There have been many different versions of HTML since the World Wide Web was invented in the early 90s by Tim Berners-Lee. The ‘rules’ for using each version are encapsulated in the standards published by the World Wide Web Consortium (W3C). The standards dictate the tags publishers are allowed to use (and in what order), and how those tags should be interpreted by browsers and ‘user agents’. For example, text within header tags are interpreted as headings, text within paragraph tags are interpreted as paragraphs.
How else would your web browser know the <h1> tag around a particular piece of text means, ‘display this as a headings’, if it didn’t have a set of rules to follow?
It is said (with irony), that ‘the great thing about standards is that there are so many to choose from’; and in this case it is quite true. However, if you are beginner, you won’t go far wrong if you decide to use the latest – and final – version of HTML released by the W3C, i.e., HTML 4.01 Strict. This is a good standard to adopt as it will never change (giving you a solid reliable way to markup your pages), and web browsers will understand your pages for a good while yet.
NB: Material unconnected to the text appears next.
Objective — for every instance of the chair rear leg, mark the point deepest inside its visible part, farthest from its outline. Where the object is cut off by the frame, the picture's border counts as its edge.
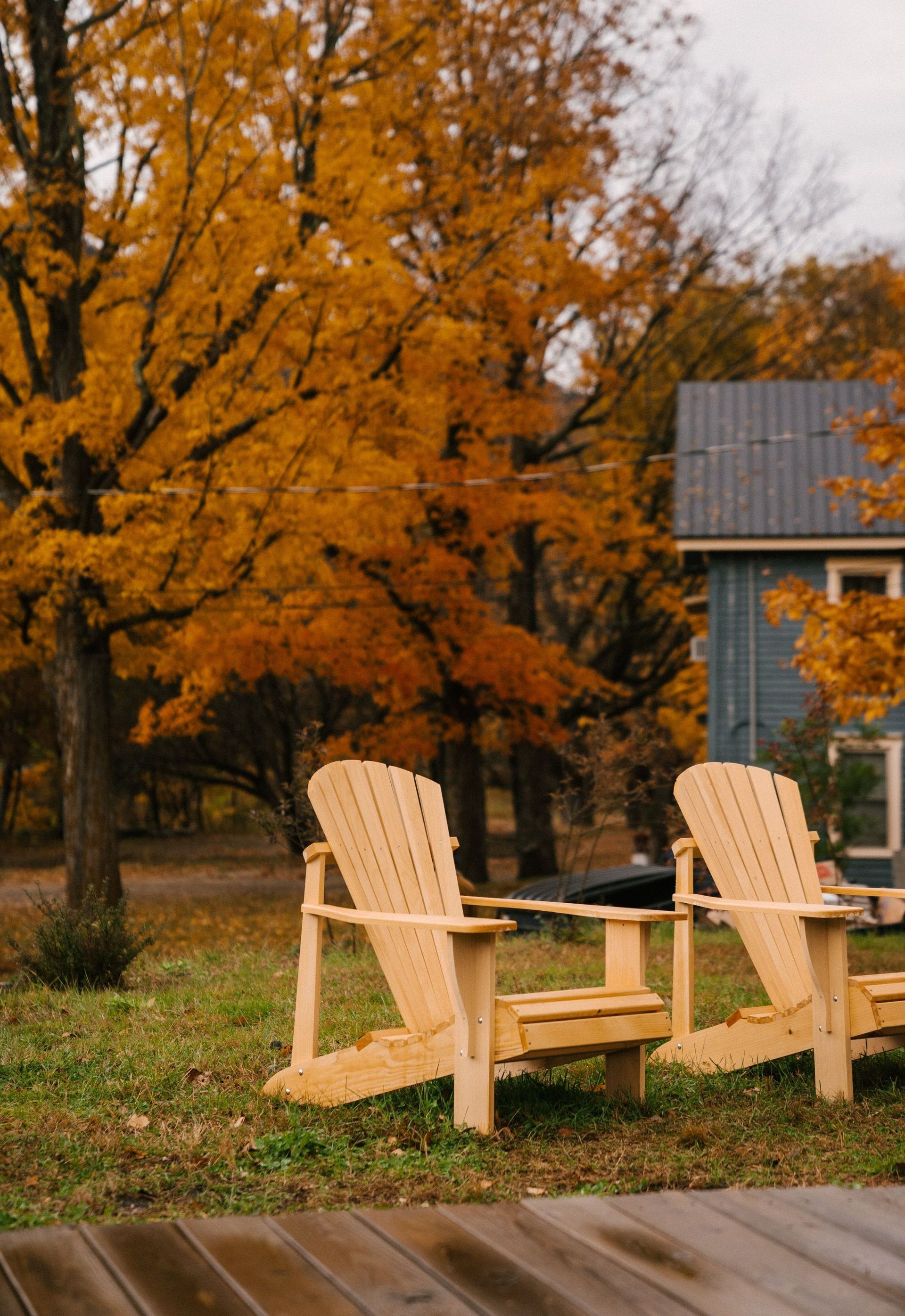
(625, 1073)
The ‘Strict’ part of the name means that you should not use tags and attributes that are no longer part of the final HTML standard (the jargon used when referring to these non-standard tags and attributes is ‘deprecated’). Mostly these are tags and attributes that are related to altering page presentation, e.g., the <font> tag and the bgcolor attribute. Staying away from deprecated tags and attributes removes a few more potential barriers to accessibility for your visitors.
If you are a more experienced coder and you have the tools to ensure that you don’t make mistakes when marking up documents, you may prefer to use XHTML 1 Strict. Adopting this more up-to-date standard will make you feel more virtuous, assist with accessibility, and help to future-proof your pages.
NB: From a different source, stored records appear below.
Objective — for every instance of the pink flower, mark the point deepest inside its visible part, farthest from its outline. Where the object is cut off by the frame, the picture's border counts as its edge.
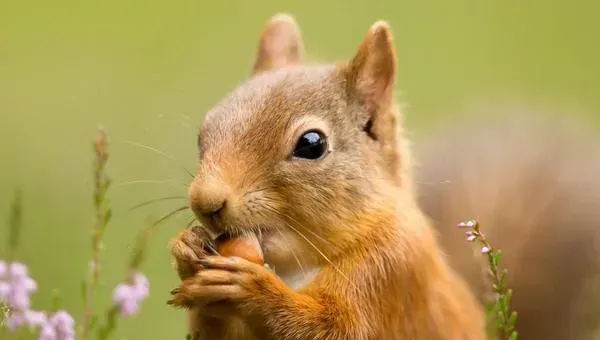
(64, 324)
(3, 270)
(467, 224)
(14, 321)
(47, 332)
(35, 318)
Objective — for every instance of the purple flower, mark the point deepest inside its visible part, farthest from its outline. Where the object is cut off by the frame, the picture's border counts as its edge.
(16, 286)
(35, 318)
(14, 321)
(4, 290)
(64, 324)
(47, 332)
(3, 270)
(142, 285)
(128, 297)
(467, 224)
(18, 298)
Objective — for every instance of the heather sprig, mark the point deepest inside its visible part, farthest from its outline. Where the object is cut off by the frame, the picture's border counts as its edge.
(499, 311)
(103, 215)
(16, 285)
(128, 295)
(If you read the excellent book, Designing With Web Standards by Jeffrey Zeldman, you will be convinced that you should be using XHTML 1 Transitional – but if you read the warnings by Ian Hickson about the dangers of sending XHTML as Text/HTML you will be slightly less sure.)
Future developments in the area of ‘markup for the web’ are based around the use of Extensible Markup Language – XML for short. This is not the place for a long discussion about what XML is, and what it can be used for, suffice to say it is a way of labeling and adding structure to data; in the case of XHTML – which is an application of XML – the data being labelled and structured is the content of a web page. XML is potentially a more flexible and ‘intelligent’ way of adding labels to your web published documents – because it is designed to make it easier for computers to process and transform documents into different formats.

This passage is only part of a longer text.